Indeed many websites already do this, so I wonder if Opera's Turbo mode would make any difference in these cases?

RE: Not needed for some sites
By Taft12 on 10/24/09, Rating: -1
RE: Not needed for some sites
By johnsonx on 10/24/2009 10:58:07 PM , Rating: 2
not exactly a bad suggestion, but there's no need to be a prick about it

RE: Not needed for some sites
By Chocobollz on 10/25/2009 5:00:47 AM , Rating: 2
The kind of compression used by the Opera's Turbo Mode is a bit different than what the webdevs/servers has used, at least in its paradigm. Most webdevs tries to "optimize" their content, which is a balance between quality & filesize, while Turbo Mode most of the time will choose speed over quality. That works very good in a mobile browser environment where you don't need the images to be in 100% quality because it will only hurt speed without giving any improvements in visual quality. Most users will notice very little differences between 75% compressed JPEGs and 20% compressed JPEGs in a QCIF or CIF resolution.

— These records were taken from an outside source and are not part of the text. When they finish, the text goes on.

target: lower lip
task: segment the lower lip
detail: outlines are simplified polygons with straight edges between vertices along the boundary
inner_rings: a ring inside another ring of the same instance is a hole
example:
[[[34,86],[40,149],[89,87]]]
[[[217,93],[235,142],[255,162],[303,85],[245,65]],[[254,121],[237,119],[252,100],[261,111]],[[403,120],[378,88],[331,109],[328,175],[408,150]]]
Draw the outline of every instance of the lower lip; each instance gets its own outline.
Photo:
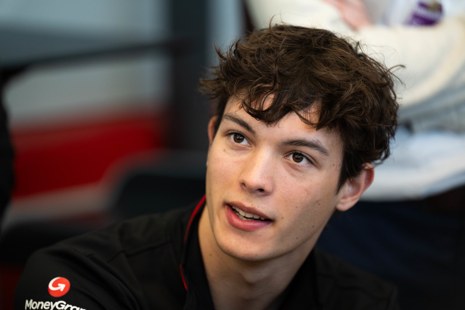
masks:
[[[273,223],[272,221],[260,221],[253,220],[246,221],[239,218],[239,217],[229,204],[226,206],[226,218],[232,226],[242,231],[253,231],[267,227]]]

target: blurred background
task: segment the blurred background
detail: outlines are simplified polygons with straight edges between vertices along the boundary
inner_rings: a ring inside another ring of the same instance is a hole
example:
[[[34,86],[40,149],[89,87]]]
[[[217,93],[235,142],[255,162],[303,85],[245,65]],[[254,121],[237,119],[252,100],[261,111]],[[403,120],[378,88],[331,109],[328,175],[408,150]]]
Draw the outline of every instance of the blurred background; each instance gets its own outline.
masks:
[[[162,211],[157,191],[192,191],[170,206],[201,196],[209,107],[199,79],[215,61],[212,41],[244,33],[243,10],[230,0],[0,1],[15,179],[0,224],[0,309],[12,309],[32,251]]]
[[[396,284],[402,309],[465,308],[465,1],[3,0],[0,309],[34,251],[201,197],[212,42],[273,16],[406,68],[392,155],[319,246]]]

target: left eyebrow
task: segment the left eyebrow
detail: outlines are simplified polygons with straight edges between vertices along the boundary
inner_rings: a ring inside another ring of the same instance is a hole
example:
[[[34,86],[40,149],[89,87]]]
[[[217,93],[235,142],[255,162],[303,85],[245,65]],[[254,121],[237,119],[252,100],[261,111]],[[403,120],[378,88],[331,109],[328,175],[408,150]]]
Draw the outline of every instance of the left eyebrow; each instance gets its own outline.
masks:
[[[325,156],[329,156],[329,152],[323,146],[323,145],[318,140],[311,139],[297,139],[294,140],[286,140],[281,142],[281,145],[283,146],[302,146],[308,147],[315,150],[318,152]]]

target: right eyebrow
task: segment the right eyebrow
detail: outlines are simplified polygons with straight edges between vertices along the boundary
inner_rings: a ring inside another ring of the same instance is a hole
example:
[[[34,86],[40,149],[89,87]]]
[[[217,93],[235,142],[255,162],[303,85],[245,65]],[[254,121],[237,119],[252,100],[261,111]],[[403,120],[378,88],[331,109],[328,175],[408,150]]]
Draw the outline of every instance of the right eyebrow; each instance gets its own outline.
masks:
[[[223,116],[221,121],[222,122],[223,120],[229,120],[232,122],[233,123],[235,123],[241,127],[243,127],[247,131],[252,135],[256,135],[255,131],[252,129],[252,127],[250,126],[250,125],[247,124],[246,121],[244,120],[235,114],[232,114],[231,113],[226,113]]]

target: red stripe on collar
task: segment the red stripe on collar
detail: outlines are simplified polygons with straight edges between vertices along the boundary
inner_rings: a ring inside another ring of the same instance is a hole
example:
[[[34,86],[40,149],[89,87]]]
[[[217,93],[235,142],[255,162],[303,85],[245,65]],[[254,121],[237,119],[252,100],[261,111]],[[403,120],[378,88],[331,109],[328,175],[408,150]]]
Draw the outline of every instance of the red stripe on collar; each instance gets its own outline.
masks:
[[[189,231],[191,229],[191,224],[192,224],[192,221],[193,220],[194,218],[195,217],[195,215],[197,214],[197,211],[199,211],[199,209],[200,209],[200,207],[203,204],[204,202],[205,201],[205,195],[204,195],[200,201],[197,204],[197,206],[195,207],[195,209],[194,209],[193,212],[191,215],[191,218],[189,219],[189,223],[187,223],[187,228],[186,230],[186,234],[184,235],[184,244],[186,244],[186,242],[187,241],[187,236],[189,235]]]

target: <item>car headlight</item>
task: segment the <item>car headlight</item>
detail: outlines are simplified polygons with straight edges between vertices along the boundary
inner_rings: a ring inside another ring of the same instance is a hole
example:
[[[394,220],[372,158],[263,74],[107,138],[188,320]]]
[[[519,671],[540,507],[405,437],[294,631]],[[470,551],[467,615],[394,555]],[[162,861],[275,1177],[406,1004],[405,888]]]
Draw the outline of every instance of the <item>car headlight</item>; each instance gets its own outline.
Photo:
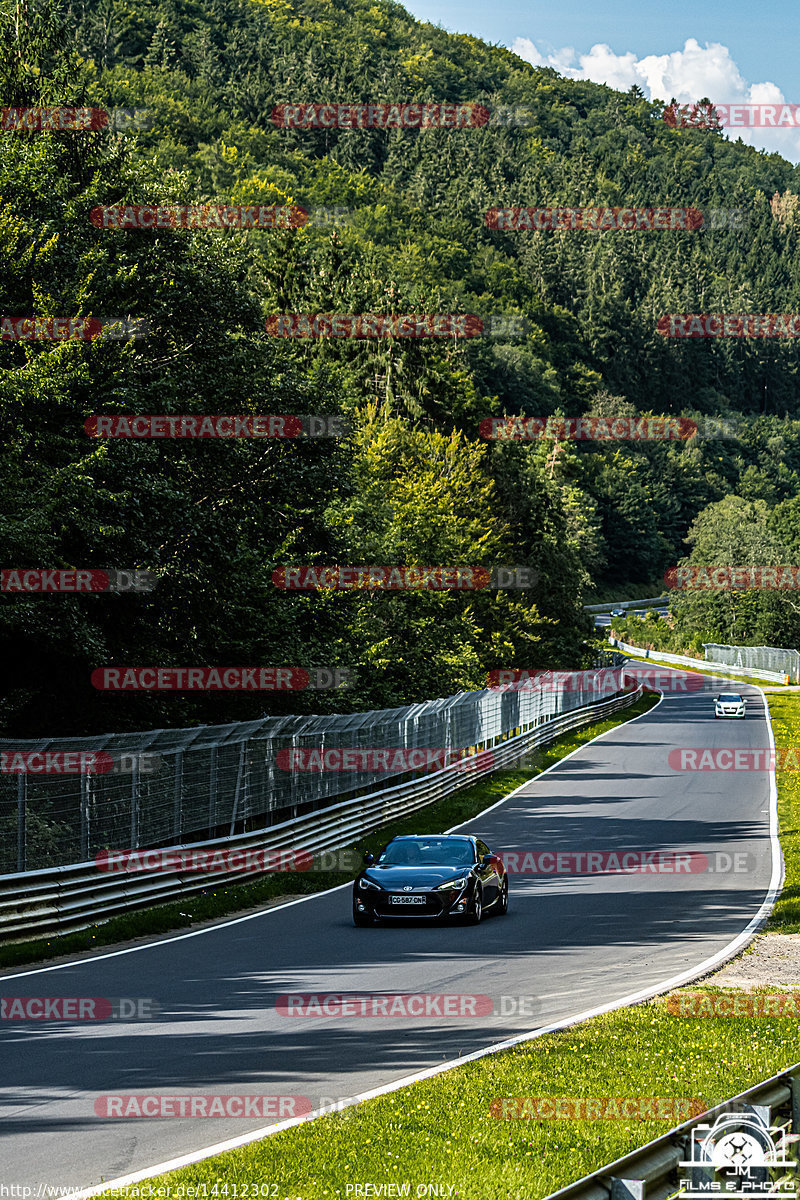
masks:
[[[440,883],[439,887],[437,888],[437,892],[451,892],[455,888],[461,890],[462,888],[465,888],[468,883],[469,883],[469,875],[462,875],[457,880],[446,880],[444,883]]]

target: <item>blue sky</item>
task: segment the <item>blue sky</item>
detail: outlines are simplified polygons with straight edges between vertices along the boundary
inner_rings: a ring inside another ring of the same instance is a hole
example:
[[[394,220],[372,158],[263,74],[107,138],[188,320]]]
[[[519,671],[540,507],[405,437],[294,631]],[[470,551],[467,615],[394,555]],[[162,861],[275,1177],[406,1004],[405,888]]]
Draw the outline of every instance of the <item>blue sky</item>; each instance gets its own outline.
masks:
[[[800,104],[798,0],[411,0],[405,7],[567,76],[622,90],[638,82],[660,100]],[[800,128],[741,137],[800,160]]]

In a desktop environment, I'd say it's not very good but still it can be handy when you use some GPRS/EDGE connection. It maybe sacrifices quality too much but what's the point of getting good quality contents if the page isn't loading? :p

Oh, and Opera FTW! :-)

RE: Not needed for some sites
By GaryJohnson on 10/25/2009 11:07:23 AM , Rating: 2
Indeed many websites already do this, so I wonder if Opera's Turbo mode would make any difference in these cases?

Opera's turbo does make a difference in those cases. It wouldn't even be notable if it didn't because just about every site out there uses those techniques.